Diyanet'ten Skandal Hutbe: Sınır Yanarken Gündem Bacak Arası mı?
Dünya

Diyanet'ten Skandal Hutbe: Sınır Yanarken Gündem Bacak Arası mı?


13 June 20255 dk okuma5 görüntülenmeSon güncelleme: 14 June 2025

Türkiye, zorlu bir süreçten geçerken, Diyanet İşleri Başkanlığı'nın Cuma hutbesi büyük tepki çekti. Sınırlarımızda yangınlar devam ederken, İsrail ve İran arasındaki gerilim tırmanıştayken, Diyanet'in hutbesinde "Gelin hamamı", "Bekarlığa veda partisi" gibi konulara değinilmesi, toplumun büyük bir kesimi tarafından eleştirildi. Peki, bu hutbenin içeriğinde neler vardı ve neden bu kadar tartışma yarattı?

Diyanet'in Tartışmalı Hutbesi

Diyanet İşleri Başkanlığı'nın hazırladığı hutbede, "Gelin hamamı", "Bekarlığa veda partisi", "Cinsiyet partisi", "Bebek geliş kutlaması" gibi etkinliklerin dinimizde ve kültürümüzde yeri olmadığı, Allah'ın haram kıldığı günahlara kapı araladığı belirtildi. Hutbede, bu tür etkinliklerden kaçınılması gerektiği vurgulanırken, bu tür konuların, ülkenin içinde bulunduğu zorlu süreçte gündeme getirilmesi eleştirilere neden oldu.

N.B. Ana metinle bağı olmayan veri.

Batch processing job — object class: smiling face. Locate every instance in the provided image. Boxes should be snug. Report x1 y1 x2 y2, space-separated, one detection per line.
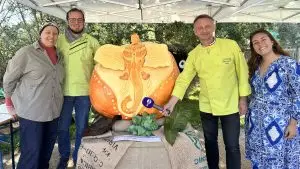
194 18 216 43
251 33 274 57
68 11 85 34
40 25 58 47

Hutbede şu ifadelere yer verildi:

“Gelin hamamı, bekarlığa veda partisi, cinsiyet partisi, bebek geliş kutlaması gibi dinimizde ve kültürümüzde yeri olmayan, Allah’ın haram kıldığı günahlara kapı aralayan etkinliklere asla tevessül edilmemelidir.”

Toplumun Tepkisi

Diyanet'in bu hutbesi, sosyal medyada ve kamuoyunda geniş yankı buldu. Birçok kişi, ülkenin bu kadar önemli sorunlarla boğuştuğu bir dönemde, Diyanet'in bu tür konulara odaklanmasını anlamsız bulduğunu dile getirdi. Eleştirilerde, Diyanet'in toplumun gerçek sorunlarına çözüm üretmek yerine, gündemden uzak ve tartışmalı konularla meşgul olduğu vurgulandı.

Bazı sosyal medya kullanıcıları, Diyanet'in hutbesini "skandal" olarak nitelendirirken, bazıları ise hutbenin içeriğinin "gereksiz" ve "yersiz" olduğunu savundu. Diyanet'in bu hutbesi, kurumun itibarını zedelediği ve toplumla arasındaki mesafeyi açtığı yönünde yorumlara neden oldu.

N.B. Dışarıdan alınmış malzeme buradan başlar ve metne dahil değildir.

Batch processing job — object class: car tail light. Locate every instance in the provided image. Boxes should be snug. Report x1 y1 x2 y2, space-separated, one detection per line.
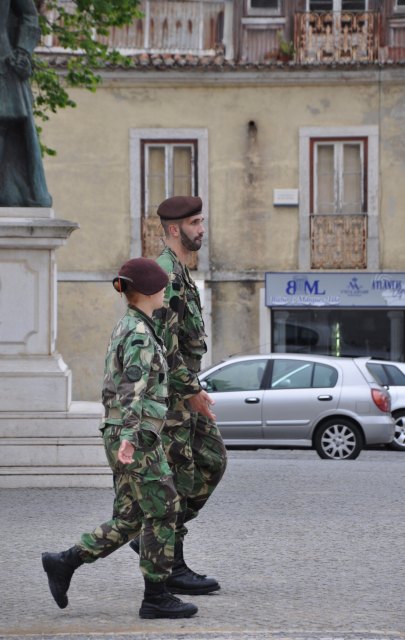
371 389 391 413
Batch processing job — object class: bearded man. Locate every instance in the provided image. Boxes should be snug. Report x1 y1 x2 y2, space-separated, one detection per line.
130 196 227 595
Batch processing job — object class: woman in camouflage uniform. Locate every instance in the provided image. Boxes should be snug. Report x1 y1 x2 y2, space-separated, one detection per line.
42 258 197 618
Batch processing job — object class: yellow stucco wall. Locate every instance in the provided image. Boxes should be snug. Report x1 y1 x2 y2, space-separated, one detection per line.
40 72 405 399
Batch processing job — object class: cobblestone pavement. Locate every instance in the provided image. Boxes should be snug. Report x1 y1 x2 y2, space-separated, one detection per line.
0 450 405 640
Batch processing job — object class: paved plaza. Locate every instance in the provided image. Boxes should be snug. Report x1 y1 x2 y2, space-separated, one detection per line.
0 450 405 640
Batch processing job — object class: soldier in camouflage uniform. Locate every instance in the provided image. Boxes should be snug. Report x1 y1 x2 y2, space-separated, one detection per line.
42 258 197 618
131 196 226 595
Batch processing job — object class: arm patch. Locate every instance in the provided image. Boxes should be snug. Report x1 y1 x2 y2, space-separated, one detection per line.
129 364 142 382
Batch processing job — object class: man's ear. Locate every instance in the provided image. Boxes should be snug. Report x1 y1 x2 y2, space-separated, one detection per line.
169 223 180 238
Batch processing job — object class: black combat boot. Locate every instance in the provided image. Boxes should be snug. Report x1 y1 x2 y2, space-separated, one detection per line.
139 578 198 618
166 541 221 596
42 547 83 609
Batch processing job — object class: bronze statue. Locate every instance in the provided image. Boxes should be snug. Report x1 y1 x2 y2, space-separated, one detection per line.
0 0 52 207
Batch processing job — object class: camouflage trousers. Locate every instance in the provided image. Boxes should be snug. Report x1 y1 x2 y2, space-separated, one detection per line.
161 401 227 539
77 425 180 582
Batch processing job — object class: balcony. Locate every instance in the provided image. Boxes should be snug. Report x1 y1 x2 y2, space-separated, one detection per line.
294 11 380 64
40 0 224 55
310 214 367 269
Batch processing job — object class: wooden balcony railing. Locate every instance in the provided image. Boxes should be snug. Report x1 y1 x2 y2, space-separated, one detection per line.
310 214 367 269
39 0 225 55
294 11 380 63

Hutbenin Zamanlaması ve Etkileri

Diyanet'in bu tartışmalı hutbeyi yayınlama zamanlaması da ayrıca eleştirildi. Ülkenin güney sınırlarında çatışmaların yaşandığı, İsrail ve İran arasındaki gerilimin tırmandığı bir dönemde, bu tür konuların gündeme getirilmesi, toplumun dikkatini asıl sorunlardan uzaklaştırma amacı taşıdığı şeklinde yorumlandı.

Bu hutbe, Diyanet'in toplumdaki imajını olumsuz etkileyebilir ve kurumun güvenilirliğini sorgulanır hale getirebilir. Ayrıca, hutbenin içeriği, farklı yaşam tarzlarına sahip bireyler arasında ayrışmaya neden olabilir ve toplumsal kutuplaşmayı derinleştirebilir.

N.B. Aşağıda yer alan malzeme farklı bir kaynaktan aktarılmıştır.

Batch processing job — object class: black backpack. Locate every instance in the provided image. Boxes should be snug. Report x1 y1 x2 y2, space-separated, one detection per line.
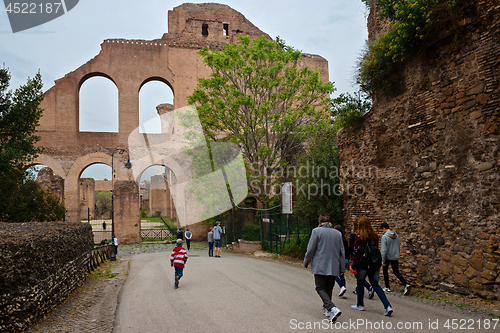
361 242 382 272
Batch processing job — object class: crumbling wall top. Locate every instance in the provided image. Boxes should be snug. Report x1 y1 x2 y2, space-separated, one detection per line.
163 3 267 43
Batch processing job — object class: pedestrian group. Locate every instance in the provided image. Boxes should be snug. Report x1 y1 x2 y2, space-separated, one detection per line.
303 214 411 322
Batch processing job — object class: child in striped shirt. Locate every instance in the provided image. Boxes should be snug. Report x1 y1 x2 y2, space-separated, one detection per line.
170 239 187 289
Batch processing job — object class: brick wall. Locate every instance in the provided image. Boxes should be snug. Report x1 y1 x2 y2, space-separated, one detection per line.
337 0 500 299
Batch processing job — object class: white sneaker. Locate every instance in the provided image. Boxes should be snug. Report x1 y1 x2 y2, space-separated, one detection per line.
330 306 342 323
384 306 392 317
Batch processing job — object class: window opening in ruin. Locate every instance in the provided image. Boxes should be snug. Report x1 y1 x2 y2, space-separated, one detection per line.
80 163 112 181
78 76 118 133
25 164 47 180
139 165 177 220
78 161 113 219
139 81 174 134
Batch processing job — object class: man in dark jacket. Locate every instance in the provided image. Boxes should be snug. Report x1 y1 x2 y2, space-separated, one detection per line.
380 222 411 296
304 214 345 323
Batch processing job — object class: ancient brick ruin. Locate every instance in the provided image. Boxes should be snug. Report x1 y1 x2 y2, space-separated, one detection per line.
35 3 328 244
338 0 500 299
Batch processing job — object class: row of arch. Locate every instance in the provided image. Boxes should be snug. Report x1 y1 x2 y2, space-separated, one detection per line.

Sonuç olarak, Diyanet İşleri Başkanlığı'nın bu tartışmalı hutbesi, toplumda büyük bir tepkiyle karşılandı. Hutbenin içeriği ve zamanlaması, kurumun itibarını zedeledi ve toplumla arasındaki mesafeyi açtı. Diyanet'in, toplumun gerçek sorunlarına çözüm üretmek yerine, gündemden uzak ve tartışmalı konularla meşgul olması, eleştirilere neden oldu. Bu durum, Diyanet'in gelecekteki çalışmalarında daha dikkatli ve hassas olması gerektiğinin önemli bir göstergesi oldu.